In December, after months of court hearings and investigations, a local court threw out the case on the basis that the prosecution failed to give proof that it was indeed Kho who had uploaded the said sex video to the Internet.

Cases of cyber harassment and stalking, online pornography, unauthorized recording, and reproduction and distribution of images and video are becoming more rampant in the country partly due to the popularity of camera phones and social networking sites.

“What’s alarming is that we’re seeing more cases of women being blackmailed with intimate photos,” says Cinco. “They take these photos with the full trust that the other person will use it privately but it is being used to keep young girls in relationships that they don’t want to be in any more.”

The Philippines currently has the sixth largest population of Facebook users in the world – with over 19 million users as of December 2010. The country is also said to have the highest social media engagement in the Asia-Pacific region according to Internet marketing research firm ComScore.com.
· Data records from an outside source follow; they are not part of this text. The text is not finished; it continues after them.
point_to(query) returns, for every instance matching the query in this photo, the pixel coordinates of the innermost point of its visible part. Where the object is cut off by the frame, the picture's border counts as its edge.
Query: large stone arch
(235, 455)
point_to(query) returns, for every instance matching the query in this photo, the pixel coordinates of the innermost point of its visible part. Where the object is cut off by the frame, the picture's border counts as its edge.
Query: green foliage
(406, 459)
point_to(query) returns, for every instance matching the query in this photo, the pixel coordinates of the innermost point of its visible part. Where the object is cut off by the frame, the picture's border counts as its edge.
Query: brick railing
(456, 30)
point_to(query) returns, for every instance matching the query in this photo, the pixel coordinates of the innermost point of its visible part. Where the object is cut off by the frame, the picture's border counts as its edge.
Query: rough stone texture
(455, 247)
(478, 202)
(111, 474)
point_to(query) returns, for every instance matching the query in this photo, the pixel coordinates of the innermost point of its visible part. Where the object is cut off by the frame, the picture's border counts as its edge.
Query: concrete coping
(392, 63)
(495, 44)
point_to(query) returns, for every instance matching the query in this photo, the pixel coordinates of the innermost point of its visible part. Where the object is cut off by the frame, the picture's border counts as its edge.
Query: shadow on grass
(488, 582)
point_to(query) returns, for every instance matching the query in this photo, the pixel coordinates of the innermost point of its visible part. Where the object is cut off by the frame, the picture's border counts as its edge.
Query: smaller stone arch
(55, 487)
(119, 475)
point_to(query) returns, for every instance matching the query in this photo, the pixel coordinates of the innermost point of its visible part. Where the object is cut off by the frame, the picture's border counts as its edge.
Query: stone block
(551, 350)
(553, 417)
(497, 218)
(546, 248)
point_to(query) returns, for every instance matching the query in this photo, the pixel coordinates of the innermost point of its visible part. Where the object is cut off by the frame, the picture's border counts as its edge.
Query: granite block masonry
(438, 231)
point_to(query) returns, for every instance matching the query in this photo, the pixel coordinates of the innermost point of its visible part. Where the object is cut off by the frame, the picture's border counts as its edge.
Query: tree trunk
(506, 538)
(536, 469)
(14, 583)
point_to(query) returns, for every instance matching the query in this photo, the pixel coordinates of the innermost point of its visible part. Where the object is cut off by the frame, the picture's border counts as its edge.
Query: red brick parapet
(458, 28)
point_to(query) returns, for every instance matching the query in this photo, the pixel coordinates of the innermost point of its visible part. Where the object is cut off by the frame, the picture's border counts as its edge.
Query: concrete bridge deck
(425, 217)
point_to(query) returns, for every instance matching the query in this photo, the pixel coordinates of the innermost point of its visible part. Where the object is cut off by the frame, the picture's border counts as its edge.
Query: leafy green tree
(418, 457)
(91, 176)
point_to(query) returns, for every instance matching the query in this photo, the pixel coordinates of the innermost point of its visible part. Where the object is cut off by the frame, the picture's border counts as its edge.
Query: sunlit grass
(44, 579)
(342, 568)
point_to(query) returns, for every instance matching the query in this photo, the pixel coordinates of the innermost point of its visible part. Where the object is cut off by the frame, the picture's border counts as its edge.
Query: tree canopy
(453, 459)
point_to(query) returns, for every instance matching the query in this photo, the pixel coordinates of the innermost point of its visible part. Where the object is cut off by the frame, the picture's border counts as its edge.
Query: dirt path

Mobile phone penetration is also high, with roughly 80 percent of the 92 million- strong Filipino population owning mobile phones, according to the National Telecommunications Commission.

“Since our office was established in 2003 to deal with Cybercrime cases till the present – there really has been an increasing trend,” agrees Chief Inspector Efren Fernandez of the Cybercrime Unit of the Philippine National Police’s Criminal Investigation and Detection Group.
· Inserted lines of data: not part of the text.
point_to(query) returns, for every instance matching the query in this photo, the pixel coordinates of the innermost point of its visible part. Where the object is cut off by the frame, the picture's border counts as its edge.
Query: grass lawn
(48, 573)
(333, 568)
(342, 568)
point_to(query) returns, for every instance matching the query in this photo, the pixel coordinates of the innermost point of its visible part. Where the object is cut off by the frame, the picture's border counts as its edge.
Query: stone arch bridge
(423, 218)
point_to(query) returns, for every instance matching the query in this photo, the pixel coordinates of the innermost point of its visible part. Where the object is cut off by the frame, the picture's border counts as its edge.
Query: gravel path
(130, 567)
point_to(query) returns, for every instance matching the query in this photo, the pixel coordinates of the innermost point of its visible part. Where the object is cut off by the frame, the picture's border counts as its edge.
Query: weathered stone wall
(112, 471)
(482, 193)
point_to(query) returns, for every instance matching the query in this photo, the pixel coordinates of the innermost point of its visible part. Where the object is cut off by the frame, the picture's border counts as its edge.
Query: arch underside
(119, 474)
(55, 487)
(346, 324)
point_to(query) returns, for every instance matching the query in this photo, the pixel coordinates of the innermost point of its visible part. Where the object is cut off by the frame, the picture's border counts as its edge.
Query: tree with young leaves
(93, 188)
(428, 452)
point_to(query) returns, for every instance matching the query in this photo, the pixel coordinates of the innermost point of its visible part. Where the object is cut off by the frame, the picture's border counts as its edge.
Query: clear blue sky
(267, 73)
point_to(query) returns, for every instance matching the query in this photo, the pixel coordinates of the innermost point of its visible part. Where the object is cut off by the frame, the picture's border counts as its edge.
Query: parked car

Though cases remain highly underreported, Fernandez said more people are coming forward to report cases. “The awareness of the people is increasing.

They already know they have become victims of Cybercrime,” he tells IPS on the sidelines of the forum.

According to a report by security software firm Symantec, as many as 87 percent of Filipino Internet users surveyed are falling victims to online criminal activities and malicious attacks every year – including online harassment and sexual predation.

But groups like the Foundation for Media Alternatives (FMA), one of the forum organizers, believe that technology can be a double-edged sword. The non- profit group is spearheading a global campaign for women to take control of technology.

Through their Feminist Technology Exchange (FTX) program, they provide a venue for women to better understand new technology and its potential and impact on their rights and lives.

“Those who have more control over technology – control meaning they understand it, they know how it works, they know how to change it from a deep technical level – have more power over those just using it,” says Cinco, who serves as an FTX trainer.

The first FTX session focused on teaching women working on women’s and children’s rights issues how to secure online communications since perpetrators have used these sites to track movements and harvest information from women. Another session provided women an opportunity to create digital stories to raise awareness on violence against women.

“Technology can victimize you but it can also be the solution to your victimization. If you understand how to use it, the potential to be victimized is lessened,” says Cinco.

The FTX is part of the Take Back the Tech campaign, being implemented in 12 countries globally by the Association of Progressive Communications Women’s Networking Support Program (APC WNSP), which calls for women and girls to take control of technology to end violence against women.